Even as a petulant three year old I was too stubborn to explicitly ask them to so I've always wordlessly plonked my head on their legs and they know exactly what to do to relax my frazzled nerves.

It's an understatement to say I need some of that relaxation after the day I've had.

"I'm not having a religious crisis Zio. There's a homeless shelter set up on the field there every day. I was helping serve food."

My eyes flutter shut as his gentle fingers run from my scalp to the ends of my now wavy red hair.

"Hmm. Well what's brought on your Ellen Degeneres awaking Hon?"

Maybe in another context that question would peeve me off but Rowan's intentions are pure and curious.

I'm scared to answer him honestly. Not because he won't understand, he more than anyone understands going to questionable lengths to make the people you've lost proud as they watch over you.

I'm just scared to delve so deep into this conversation, especially when I wish deep down that Dad was here for it too, holding my hand.

"I just didn't realise what a sacrifice she made...all for me. Felt like it would help me feel better if I done something I know would make her proud of me."

Facing away from him helps me summon the courage to truthfully admit my logic behind my spontaneous charity today.

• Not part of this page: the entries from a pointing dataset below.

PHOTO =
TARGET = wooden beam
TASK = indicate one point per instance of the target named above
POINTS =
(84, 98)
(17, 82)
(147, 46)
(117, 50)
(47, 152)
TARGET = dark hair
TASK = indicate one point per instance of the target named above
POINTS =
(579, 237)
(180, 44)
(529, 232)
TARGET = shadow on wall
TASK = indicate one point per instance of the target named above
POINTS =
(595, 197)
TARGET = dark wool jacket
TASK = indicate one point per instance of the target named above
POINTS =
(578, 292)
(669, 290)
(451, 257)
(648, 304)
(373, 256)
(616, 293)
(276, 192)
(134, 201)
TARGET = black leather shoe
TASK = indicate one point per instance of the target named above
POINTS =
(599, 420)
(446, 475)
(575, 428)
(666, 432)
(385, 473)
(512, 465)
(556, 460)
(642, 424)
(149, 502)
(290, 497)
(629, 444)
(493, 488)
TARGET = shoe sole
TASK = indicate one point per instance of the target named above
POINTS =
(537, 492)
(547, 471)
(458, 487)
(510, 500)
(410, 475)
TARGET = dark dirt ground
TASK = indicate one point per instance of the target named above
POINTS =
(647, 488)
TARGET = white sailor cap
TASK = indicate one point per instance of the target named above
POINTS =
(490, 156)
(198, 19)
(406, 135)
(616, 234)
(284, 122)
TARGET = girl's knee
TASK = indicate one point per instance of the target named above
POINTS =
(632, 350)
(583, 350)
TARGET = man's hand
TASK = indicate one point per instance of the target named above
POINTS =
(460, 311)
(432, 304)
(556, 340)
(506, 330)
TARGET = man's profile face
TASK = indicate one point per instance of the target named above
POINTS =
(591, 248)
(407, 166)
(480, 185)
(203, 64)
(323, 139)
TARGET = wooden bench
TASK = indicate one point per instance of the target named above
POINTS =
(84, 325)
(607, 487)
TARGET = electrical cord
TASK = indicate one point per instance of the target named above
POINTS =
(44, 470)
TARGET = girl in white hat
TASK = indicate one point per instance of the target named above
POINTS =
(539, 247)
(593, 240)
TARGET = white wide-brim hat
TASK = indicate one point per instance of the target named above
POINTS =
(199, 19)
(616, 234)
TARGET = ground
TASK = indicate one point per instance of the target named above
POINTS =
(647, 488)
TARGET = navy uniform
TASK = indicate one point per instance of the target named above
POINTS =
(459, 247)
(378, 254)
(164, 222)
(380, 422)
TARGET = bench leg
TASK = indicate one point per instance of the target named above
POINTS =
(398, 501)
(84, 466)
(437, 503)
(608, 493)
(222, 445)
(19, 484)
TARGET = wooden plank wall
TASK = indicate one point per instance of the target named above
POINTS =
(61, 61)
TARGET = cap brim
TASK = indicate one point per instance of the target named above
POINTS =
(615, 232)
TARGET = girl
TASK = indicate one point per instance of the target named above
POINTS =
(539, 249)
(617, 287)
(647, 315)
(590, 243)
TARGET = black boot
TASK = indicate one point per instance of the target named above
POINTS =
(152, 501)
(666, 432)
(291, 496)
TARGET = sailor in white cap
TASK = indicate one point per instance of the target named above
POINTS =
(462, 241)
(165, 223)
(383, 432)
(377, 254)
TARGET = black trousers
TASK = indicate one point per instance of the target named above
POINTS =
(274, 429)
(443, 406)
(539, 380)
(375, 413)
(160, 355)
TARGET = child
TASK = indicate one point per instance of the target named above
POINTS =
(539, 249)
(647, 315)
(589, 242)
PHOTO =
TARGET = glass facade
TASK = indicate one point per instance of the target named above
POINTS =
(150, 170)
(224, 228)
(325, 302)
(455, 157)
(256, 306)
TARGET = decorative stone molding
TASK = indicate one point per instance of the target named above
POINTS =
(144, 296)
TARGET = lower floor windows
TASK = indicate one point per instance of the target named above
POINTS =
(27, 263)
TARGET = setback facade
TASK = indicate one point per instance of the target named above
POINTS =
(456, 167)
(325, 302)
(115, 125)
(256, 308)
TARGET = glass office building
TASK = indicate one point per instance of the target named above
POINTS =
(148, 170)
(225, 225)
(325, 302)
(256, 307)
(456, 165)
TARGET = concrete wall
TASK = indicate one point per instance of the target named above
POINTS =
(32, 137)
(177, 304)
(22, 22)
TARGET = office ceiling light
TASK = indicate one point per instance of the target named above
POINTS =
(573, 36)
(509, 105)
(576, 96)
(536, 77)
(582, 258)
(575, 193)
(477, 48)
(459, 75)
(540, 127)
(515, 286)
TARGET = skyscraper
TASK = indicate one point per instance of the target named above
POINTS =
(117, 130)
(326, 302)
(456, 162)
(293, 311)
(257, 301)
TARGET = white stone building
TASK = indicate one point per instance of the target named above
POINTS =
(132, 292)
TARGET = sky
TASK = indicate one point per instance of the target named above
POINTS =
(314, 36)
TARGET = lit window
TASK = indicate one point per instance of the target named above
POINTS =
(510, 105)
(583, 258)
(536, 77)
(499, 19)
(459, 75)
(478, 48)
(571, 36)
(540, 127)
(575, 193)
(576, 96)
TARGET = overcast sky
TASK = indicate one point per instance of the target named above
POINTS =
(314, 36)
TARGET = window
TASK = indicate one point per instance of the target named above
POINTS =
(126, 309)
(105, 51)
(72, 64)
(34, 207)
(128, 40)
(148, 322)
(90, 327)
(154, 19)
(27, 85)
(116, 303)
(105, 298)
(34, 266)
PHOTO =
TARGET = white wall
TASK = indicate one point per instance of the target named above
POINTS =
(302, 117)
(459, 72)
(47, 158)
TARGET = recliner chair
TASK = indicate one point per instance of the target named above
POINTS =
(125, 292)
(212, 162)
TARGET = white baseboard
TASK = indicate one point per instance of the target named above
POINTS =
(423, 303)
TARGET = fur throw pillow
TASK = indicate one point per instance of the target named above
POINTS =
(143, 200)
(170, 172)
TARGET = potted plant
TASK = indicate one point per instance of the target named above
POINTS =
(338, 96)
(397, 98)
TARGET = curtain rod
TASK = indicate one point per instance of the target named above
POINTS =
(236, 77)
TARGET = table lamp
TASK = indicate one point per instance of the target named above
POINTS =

It was easy without his attentive, intelligent eyes picking up every emotion and feeling I experience.

Until he grabbed my shoulders and turned me to face him that is.

His face is completely stupefied. His forehead is creased, mouth agape.

"Speaking as someone who literally raised you, watched you grow up and knows you inside out...everything you are is already making Lucia the proudest angel up there."